Толпы женщин окружали уполномоченных и мешали им работать, они задергали их, задергали сельского милиционера, который пытался остановить казачек, напоминая им о незаконности их действий. Вечером бойкая Марья не выдержала и набросилась на милиционера, порвав ему кожан. Она стала колотить его по голове, с силой толкать в грудь, задавливая его своим весом. Безропотный Архипов никак не отвечал на ее удары, лишь прикрывал голову локтями. Тамара сжалилась над милиционером и оттащила Марью от Архипова, дав ему уйти, за что сама чуть не схлопотала от разъяренной, раскрасневшейся Марьи, у которой уже и волосы выбились из-под шали и совсем распустились, и сама шаль слетела на плечи, но женщина не замечала ничего. Когда Тамара схватила ее за широкую талию и с силой оттянула в сторону, та резко вывернулась, обернулась и хотела было вцепиться в Ермолину, но все-таки вовремя остановилась, перепугав только Тамару: было что-то колдовское в этом обрамленном смоляными взлохмаченными волосами пунцовом лице, на котором лихо разлетались такие же смоляные злые брови.
Легче всего отделался уполномоченный из Челябинска Холодов – богатырски крупный, он не мог не то что поднять руку на разбушевавшихся женщин, которые мешали ему работать, он и грубить им не желал, считая это ниже своего достоинства. Он пытался вразумить их, напоминая о том, что сделки купли-продажи со станичниками заключены, если не сегодня, так завтра им все равно придется выполнить условия путевок. Татьяна позже вспоминала, что он так по-доброму с ними говорил, так широко и сладко улыбался, что ей и другим женщинам приходилось переступать через себя, чтобы хамить Холодову, не задерживать взгляд на его чуть восточных прищуренных глазах, так причудливо сочетавшихся с его русыми волосами и светлой кожей, да не тонуть в его глазах, как в омуте. Ох, как хотелось иным ответить ему столь же любезно! Другие были б времена, разве казачки обошлись бы так с богатырем! Но долг был долг, казачья честь – казачья честь, и они продолжали разворачивать обозы с хлебом и мешать наполнять новые.

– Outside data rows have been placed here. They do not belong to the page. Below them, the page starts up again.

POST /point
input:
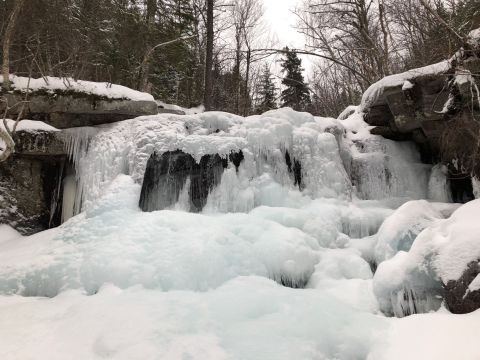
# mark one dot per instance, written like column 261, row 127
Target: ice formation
column 278, row 262
column 412, row 281
column 324, row 157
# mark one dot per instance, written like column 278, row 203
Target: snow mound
column 412, row 281
column 114, row 242
column 8, row 233
column 246, row 318
column 52, row 84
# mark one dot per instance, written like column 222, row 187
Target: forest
column 221, row 54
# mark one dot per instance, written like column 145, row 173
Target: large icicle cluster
column 331, row 158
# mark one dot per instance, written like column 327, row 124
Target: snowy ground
column 264, row 272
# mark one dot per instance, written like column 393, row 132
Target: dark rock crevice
column 458, row 297
column 167, row 174
column 294, row 168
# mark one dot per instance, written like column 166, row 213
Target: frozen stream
column 278, row 264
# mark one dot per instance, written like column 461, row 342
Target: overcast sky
column 278, row 14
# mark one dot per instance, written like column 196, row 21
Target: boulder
column 30, row 181
column 73, row 109
column 437, row 107
column 463, row 295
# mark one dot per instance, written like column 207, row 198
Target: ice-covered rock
column 65, row 102
column 441, row 263
column 399, row 230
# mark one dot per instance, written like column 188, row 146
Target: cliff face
column 438, row 107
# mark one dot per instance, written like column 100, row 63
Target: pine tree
column 296, row 94
column 266, row 91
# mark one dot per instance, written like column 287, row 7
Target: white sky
column 278, row 15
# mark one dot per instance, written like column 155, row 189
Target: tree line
column 219, row 53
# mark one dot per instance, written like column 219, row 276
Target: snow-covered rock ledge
column 437, row 107
column 65, row 102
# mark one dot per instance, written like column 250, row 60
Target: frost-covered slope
column 278, row 264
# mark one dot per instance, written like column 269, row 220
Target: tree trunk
column 209, row 57
column 7, row 39
column 145, row 66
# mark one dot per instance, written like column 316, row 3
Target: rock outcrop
column 30, row 182
column 460, row 296
column 438, row 107
column 168, row 174
column 66, row 109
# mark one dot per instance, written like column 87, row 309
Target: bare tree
column 7, row 39
column 209, row 57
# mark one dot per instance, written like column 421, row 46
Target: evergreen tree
column 266, row 91
column 296, row 94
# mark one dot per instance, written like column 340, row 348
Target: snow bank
column 187, row 111
column 246, row 318
column 114, row 242
column 439, row 336
column 410, row 281
column 52, row 84
column 8, row 233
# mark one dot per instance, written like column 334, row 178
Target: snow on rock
column 399, row 230
column 413, row 281
column 187, row 111
column 52, row 84
column 282, row 150
column 28, row 125
column 375, row 91
column 8, row 233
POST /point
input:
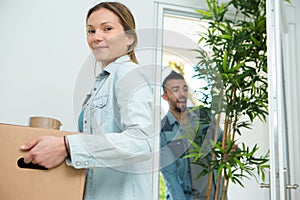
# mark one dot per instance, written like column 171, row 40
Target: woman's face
column 106, row 36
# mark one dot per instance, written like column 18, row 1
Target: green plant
column 235, row 69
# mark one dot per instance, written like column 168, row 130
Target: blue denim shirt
column 180, row 173
column 116, row 144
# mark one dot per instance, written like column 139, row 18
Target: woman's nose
column 98, row 36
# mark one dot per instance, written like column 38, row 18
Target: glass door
column 283, row 99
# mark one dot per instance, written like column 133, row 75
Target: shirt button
column 77, row 163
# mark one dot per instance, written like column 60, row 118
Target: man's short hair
column 172, row 76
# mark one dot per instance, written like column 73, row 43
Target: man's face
column 176, row 93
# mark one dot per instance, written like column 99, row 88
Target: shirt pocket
column 99, row 111
column 100, row 102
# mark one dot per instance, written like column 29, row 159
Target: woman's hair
column 126, row 20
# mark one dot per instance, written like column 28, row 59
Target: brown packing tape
column 61, row 183
column 45, row 122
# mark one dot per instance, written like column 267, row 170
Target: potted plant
column 235, row 69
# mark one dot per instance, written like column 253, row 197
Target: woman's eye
column 107, row 28
column 90, row 31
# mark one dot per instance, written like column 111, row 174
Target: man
column 180, row 127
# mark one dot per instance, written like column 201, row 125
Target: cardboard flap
column 61, row 183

Хуже всего пришлось уполномоченному Остапенко – низкорослому человеку со смешным лицом, словно вдавленным вовнутрь, и маленькими глазками, выражавшими глубокий ум. Острый на язык, он больше всех хамил женщинам, и они, не найдя нужных слов, с невиданной доселе свирепостью набросились на него в амбаре, но не поколотили и не разбили ему лицо, а раздели Остапенко догола и с первобытным упоением глумились над ним:
– Герой – кверху дырой! – что только не кричали казачки, изгаляясь над уполномоченным и совершенно не ведая стыда.

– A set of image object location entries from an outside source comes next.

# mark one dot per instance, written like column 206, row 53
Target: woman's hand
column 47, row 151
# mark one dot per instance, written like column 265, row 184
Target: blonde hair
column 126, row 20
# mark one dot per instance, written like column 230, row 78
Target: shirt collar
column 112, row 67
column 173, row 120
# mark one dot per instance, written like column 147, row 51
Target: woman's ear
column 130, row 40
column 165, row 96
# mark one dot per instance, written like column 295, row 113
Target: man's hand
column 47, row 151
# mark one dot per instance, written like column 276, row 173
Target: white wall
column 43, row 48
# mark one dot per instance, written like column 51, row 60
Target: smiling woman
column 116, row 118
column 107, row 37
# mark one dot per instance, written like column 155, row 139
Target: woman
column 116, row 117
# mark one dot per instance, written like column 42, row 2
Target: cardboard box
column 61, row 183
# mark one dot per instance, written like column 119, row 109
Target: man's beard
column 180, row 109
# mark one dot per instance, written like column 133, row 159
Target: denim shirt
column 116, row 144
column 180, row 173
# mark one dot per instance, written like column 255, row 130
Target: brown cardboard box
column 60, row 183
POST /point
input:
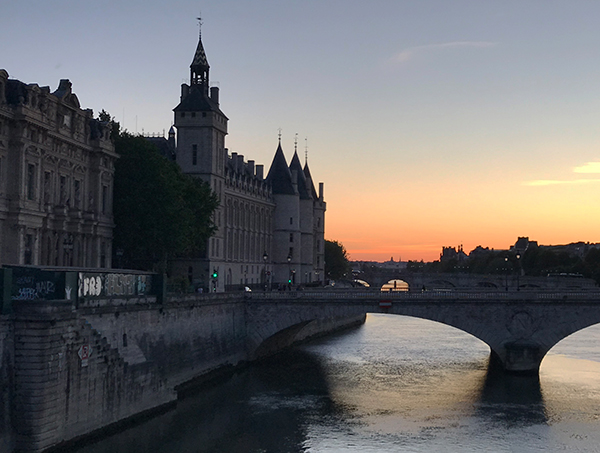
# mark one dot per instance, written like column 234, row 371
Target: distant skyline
column 431, row 123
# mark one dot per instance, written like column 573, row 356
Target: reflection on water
column 395, row 384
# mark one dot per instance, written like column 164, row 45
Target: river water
column 396, row 384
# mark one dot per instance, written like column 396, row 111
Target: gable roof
column 280, row 177
column 303, row 188
column 309, row 181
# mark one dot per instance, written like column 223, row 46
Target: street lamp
column 518, row 256
column 68, row 248
column 265, row 258
column 506, row 273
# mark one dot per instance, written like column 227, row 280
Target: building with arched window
column 270, row 228
column 56, row 178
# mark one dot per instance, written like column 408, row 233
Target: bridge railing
column 352, row 294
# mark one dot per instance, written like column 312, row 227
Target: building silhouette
column 56, row 178
column 270, row 230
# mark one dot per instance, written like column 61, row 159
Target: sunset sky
column 432, row 123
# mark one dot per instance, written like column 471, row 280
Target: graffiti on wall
column 33, row 284
column 113, row 285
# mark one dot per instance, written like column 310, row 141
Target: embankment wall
column 68, row 371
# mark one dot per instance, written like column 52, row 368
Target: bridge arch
column 519, row 333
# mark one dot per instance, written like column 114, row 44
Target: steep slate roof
column 303, row 189
column 200, row 61
column 309, row 180
column 280, row 176
column 198, row 101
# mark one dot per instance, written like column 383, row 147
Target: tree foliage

В тот же день уполномоченные покинули одичавшую станицу.
Но еще долго шумел, гулял Кизляк: по всем дворам женщины, смакуя подробности и одновременно выказывая особенное восхищение самым борзым из них, по много раз рассказывали своим мужьям и детям, как останавливали обозы, как заворачивали коней, как расправились с беспомощными уполномоченными, как поколотила Марья милиционера Архипова. Это были последние деньки, когда можно было вволю наговориться, всласть обсудить смелые, отчаянные и непристойные подробности кизлякского бабьего бунта, чтобы потом навсегда замолчать о двадцать девятом годе, будто его никогда не было, словно он провалился в черную пропасть сокрытой от людских глаз истории.
Глава вторая
А на следующее утро грачи прилетели. И свет, золотой, несказанный, беспечный, заструился косыми нитями ласково по падям и взгорьям, крышам домов, бревенчатым волнообразным стенам, стал топить снега, проникать в избы и рассеивать тревогу, подобно пару: казалось, то был свет прощения, улыбка небес, и вчерашняя дерзость станице будет забыта, и само существование путевых листов будет забыто как некая оказия, как ошибка уполномоченных, словно они, а не казачки вдруг раскаялись в том, что натворили, поняли, что зря приезжали в Кизляк и напрасно пытались покорить непокорных, вольных казаков Урала.